La ligne de fracture ne serait pas uniquement géopolitique, mais également idéologique et normative. L’administration Trump, en s’adossant au Projet 2025, entend s’attaquer à ce qu’elle considère comme une dérive progressiste : droits des minorités, écologie, immigration, égalité de genre, libertés académiques. L’offensive est culturelle, juridique, institutionnelle. “Trump agit comme un catalyseur : il révèle les fissures de nos démocraties, plus qu’il ne les provoque”, résume Boussois.

La conclusion est sans appel : le Vieux Continent a sous-estimé la force de la disruption trumpiste, pensant que le retour à la “normale” était possible. Or, le phénomène Trump n’est pas une anomalie, mais un symptôme d’un monde qui bascule.
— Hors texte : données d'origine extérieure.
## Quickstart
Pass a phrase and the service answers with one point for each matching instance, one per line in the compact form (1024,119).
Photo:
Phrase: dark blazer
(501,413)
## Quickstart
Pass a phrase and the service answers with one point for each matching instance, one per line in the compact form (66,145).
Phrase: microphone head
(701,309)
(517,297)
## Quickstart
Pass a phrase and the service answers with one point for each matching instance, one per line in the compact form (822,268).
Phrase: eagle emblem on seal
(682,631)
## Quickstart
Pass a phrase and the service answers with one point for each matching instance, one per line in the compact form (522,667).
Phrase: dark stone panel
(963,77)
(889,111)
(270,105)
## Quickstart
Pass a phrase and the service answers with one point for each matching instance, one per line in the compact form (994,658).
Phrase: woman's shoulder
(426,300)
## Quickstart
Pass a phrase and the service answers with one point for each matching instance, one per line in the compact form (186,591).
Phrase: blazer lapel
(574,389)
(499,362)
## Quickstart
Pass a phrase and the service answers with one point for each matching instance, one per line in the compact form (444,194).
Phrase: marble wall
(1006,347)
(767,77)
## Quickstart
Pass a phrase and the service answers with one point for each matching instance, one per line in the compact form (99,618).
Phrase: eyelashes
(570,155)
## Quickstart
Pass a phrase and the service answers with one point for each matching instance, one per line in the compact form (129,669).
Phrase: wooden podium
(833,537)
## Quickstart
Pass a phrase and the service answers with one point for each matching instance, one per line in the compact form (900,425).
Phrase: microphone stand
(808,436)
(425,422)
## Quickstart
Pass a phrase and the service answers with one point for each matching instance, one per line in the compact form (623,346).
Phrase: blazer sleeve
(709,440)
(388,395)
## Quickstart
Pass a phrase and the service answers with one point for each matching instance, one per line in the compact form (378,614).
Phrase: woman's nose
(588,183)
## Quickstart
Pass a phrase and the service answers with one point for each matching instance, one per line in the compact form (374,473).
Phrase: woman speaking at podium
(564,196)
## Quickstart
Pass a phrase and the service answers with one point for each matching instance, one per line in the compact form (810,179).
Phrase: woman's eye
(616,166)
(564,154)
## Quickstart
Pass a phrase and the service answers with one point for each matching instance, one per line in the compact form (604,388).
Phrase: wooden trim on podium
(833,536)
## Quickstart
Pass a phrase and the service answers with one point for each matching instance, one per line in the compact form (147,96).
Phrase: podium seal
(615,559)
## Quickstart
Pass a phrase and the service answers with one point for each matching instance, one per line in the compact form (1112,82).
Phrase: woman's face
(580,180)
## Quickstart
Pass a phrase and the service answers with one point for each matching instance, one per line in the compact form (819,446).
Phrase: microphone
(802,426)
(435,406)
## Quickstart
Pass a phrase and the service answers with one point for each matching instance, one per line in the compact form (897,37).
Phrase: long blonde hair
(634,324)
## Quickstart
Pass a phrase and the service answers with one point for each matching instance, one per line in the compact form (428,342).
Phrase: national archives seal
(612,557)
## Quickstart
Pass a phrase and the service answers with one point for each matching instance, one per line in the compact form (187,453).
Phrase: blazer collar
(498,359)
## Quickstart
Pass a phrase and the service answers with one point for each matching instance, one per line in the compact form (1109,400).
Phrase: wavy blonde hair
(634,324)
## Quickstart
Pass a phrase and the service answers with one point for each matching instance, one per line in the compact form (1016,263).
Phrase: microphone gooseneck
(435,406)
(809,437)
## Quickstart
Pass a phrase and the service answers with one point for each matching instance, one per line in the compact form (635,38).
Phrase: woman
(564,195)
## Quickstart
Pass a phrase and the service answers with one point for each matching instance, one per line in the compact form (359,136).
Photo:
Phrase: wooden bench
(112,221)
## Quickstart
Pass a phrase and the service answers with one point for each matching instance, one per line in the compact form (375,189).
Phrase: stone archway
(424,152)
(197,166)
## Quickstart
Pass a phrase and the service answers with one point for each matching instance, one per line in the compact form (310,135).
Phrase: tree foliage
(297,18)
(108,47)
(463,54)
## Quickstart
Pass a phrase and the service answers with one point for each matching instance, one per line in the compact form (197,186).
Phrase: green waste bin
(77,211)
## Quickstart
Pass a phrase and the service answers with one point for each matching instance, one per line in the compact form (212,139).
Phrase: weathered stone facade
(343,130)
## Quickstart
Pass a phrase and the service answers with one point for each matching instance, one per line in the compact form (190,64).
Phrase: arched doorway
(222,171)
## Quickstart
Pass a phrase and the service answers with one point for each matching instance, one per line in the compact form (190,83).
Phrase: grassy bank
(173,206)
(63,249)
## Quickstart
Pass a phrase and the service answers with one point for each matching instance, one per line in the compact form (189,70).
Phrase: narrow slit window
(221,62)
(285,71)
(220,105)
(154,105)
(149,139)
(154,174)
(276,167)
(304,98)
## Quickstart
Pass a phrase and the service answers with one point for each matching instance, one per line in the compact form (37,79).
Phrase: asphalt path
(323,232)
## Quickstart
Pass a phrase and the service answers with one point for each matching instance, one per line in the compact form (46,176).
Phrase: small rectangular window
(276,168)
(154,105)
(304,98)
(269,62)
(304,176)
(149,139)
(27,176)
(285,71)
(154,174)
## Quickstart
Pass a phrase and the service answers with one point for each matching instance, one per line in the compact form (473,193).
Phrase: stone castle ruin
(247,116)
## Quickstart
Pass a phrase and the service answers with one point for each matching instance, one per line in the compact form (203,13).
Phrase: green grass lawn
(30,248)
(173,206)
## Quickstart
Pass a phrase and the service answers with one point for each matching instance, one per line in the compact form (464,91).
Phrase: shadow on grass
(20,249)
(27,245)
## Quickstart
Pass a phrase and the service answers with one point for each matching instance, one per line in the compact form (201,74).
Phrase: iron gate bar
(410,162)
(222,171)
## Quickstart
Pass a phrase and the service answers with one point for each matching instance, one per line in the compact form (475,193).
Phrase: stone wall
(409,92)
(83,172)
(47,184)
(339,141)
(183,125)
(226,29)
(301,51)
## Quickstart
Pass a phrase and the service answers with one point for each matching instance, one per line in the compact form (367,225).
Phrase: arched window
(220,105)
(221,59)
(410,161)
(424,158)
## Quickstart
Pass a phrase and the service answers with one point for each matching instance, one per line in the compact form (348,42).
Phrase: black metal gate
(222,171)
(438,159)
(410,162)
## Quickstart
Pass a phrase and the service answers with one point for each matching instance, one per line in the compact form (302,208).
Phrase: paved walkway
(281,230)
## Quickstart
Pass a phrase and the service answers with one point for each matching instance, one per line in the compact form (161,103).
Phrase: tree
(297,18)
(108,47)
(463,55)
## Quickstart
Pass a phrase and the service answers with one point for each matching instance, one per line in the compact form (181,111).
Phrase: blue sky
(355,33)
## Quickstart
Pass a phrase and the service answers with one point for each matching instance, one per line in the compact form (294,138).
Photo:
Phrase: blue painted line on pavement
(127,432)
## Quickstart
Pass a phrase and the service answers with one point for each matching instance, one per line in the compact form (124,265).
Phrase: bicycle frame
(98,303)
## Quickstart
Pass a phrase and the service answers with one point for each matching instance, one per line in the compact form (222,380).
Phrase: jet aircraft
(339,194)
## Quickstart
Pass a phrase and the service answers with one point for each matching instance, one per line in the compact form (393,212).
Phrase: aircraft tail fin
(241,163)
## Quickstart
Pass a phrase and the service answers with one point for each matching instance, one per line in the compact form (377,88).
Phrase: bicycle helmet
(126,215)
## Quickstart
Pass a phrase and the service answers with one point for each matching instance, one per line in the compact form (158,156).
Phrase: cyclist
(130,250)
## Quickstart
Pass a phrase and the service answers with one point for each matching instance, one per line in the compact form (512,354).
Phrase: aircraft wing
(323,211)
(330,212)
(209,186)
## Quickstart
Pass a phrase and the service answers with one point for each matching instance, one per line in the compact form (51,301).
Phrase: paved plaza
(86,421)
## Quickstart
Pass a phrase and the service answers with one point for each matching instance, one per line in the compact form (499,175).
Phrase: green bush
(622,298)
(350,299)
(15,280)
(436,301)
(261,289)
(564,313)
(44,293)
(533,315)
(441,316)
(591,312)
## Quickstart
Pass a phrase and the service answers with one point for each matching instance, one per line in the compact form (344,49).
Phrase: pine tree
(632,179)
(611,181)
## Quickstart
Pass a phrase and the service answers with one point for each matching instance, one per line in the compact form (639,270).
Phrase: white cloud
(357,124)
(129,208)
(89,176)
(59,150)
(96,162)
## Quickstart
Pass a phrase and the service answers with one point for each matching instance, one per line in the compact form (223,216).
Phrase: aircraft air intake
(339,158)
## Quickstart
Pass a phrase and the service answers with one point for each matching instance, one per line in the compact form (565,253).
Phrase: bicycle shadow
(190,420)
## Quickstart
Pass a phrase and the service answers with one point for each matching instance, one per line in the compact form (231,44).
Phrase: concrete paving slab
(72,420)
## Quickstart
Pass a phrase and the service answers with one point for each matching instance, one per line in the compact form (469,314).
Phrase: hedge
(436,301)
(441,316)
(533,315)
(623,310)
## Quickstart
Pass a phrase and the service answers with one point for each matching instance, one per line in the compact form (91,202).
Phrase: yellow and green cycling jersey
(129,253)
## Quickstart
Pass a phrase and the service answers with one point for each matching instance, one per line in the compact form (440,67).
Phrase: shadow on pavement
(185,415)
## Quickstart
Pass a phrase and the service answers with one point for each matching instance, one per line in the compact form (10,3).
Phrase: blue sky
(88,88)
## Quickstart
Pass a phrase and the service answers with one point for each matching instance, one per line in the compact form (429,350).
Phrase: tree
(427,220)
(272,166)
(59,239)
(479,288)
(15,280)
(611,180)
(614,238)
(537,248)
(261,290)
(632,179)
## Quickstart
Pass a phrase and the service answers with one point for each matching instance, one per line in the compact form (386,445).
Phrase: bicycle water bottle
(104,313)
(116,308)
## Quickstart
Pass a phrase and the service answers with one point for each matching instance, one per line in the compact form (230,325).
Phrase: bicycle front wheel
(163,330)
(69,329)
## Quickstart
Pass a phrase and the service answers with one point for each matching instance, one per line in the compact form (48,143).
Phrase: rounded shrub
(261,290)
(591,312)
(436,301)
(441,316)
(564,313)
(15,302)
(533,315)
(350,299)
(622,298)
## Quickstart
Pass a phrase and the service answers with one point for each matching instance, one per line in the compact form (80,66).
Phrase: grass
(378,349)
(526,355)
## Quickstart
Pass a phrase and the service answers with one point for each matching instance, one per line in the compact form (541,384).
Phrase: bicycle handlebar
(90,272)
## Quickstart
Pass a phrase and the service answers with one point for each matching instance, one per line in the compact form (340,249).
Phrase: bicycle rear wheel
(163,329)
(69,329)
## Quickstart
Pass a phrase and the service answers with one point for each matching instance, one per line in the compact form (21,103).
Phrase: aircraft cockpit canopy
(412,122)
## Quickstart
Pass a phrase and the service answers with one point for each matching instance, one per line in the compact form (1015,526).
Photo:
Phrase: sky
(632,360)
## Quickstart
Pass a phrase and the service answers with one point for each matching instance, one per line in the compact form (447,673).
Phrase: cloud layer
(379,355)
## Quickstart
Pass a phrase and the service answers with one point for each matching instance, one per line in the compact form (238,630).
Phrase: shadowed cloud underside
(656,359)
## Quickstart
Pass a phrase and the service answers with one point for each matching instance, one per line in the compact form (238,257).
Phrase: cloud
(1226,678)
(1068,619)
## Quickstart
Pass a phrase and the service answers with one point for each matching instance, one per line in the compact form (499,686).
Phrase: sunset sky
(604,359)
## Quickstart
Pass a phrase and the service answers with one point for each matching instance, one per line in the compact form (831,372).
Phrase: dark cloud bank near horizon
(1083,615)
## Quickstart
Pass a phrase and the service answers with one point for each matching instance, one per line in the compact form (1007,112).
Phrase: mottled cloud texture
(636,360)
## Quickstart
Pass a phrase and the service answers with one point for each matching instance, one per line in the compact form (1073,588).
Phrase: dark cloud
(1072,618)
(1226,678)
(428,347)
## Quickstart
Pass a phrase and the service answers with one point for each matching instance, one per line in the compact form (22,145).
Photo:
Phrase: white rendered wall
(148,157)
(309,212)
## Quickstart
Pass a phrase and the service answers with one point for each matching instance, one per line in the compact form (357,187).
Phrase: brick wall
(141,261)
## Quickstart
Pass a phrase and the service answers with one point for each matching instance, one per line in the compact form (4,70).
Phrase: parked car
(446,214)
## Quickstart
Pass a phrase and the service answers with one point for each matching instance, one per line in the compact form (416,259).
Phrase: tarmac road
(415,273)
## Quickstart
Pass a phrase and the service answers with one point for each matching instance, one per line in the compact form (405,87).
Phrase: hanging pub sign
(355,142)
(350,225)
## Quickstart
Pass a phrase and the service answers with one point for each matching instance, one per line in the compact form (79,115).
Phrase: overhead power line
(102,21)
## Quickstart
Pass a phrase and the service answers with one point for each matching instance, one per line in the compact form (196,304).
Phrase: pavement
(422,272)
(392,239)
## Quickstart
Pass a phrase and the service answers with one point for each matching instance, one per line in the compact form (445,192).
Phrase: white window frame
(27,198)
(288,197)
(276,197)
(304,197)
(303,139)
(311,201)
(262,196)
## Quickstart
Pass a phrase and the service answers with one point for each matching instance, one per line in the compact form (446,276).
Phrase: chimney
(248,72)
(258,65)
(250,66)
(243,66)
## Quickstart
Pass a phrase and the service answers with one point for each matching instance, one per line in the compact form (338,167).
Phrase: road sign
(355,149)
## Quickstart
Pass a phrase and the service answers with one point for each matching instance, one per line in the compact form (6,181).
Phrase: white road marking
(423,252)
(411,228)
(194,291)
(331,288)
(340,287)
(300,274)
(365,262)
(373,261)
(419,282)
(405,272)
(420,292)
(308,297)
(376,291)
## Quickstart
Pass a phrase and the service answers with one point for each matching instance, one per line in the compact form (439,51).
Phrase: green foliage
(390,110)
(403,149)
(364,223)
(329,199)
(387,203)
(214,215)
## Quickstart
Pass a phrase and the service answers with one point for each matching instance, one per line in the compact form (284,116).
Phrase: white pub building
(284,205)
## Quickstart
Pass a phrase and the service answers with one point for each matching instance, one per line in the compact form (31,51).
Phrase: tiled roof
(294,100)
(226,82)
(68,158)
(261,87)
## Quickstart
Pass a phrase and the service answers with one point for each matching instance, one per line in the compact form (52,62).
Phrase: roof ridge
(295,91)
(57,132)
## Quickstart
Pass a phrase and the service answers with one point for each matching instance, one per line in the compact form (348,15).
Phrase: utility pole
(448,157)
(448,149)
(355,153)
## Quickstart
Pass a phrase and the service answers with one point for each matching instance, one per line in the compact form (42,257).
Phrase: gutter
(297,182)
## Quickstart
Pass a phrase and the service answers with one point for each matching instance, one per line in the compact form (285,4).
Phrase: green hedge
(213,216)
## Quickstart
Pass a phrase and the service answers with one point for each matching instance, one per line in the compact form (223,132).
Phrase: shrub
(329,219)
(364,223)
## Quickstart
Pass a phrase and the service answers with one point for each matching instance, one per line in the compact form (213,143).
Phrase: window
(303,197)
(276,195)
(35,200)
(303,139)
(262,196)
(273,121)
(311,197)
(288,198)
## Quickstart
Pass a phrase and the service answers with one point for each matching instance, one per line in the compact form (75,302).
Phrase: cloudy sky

Alors que la Commission européenne n’a commencé à anticiper ce scénario qu’à l’été 2024, il semble déjà trop tard pour bâtir une réponse unifiée. Pour les intervenants, c’est l’autonomie stratégique de l’Europe qui est aujourd’hui en jeu – militaire, industrielle, normative – si elle souhaite survivre à ce choc tectonique.

La conférence “Jusqu’où peut aller Donald Trump ?” n’a pas seulement permis de dresser un portrait politique de l’ancien président. Elle a mis en lumière la cohérence souterraine d’un projet de reconquête globale, où l’Amérique ne se contente plus de dominer, mais entend imposer ses règles. Plus que jamais, la capacité des Européens à réagir à froid, à anticiper rationnellement, et à se réinventer en puissance autonome, pourrait bien être le seul rempart face à ce que certains n’osent plus appeler l’impensable.